Compulsory licensing is also at the core of the WTO Ministerial Decision of June 17, 2022, on the TRIPS Agreement in the context of the COVID-19 pandemic, often referred to as “the TRIPS waiver.” [10] The decision reiterates members’ rights to authorize the use of the subject matter of patents needed for the production and supply of COVID-19 vaccines, without the consent of the patent holder. The decision further waives the TRIPS requirement that a compulsory license of vaccine technology be predominantly for the supply of the domestic market, so that equitable access can be achieved across countries. But since compulsory licensing extends only to patents and not to other forms of IP that are essential in vaccine production, such as manufacturing know-how, the utility of the decision for vaccines will likely be limited. Discussions are now ongoing at the WTO to extend the decision to COVID-19 therapeutics and diagnostics, which are more suitable technologies for compulsory licensing.

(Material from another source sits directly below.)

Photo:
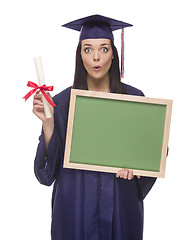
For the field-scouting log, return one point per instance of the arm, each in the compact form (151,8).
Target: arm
(48,151)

Tension between protecting IP and protecting the human right to health remains. The COVID-19 pandemic and the inability of developing-country manufacturers to obtain IP, know-how, and technology needed to produce COVID-19 vaccines through voluntary measures illustrates the need for a more forceful implementation of the measures the TRIPS Agreement offers to rebalance IP and human rights. If vaccine companies had agreed to collaborate with the COVID-19 Technology Access Pool to share IP, provide manufacturing know-how, regulatory information needed to obtain marketing authorization, and technical assistance, eligible producers in various countries would have been able to start producing and supplying COVID-19 vaccines. Instead, vaccines were first supplied within the wealthy nations that held the technology to produce them. The subsequent hoarding of vaccines by those nations might have cost a million lives. [11]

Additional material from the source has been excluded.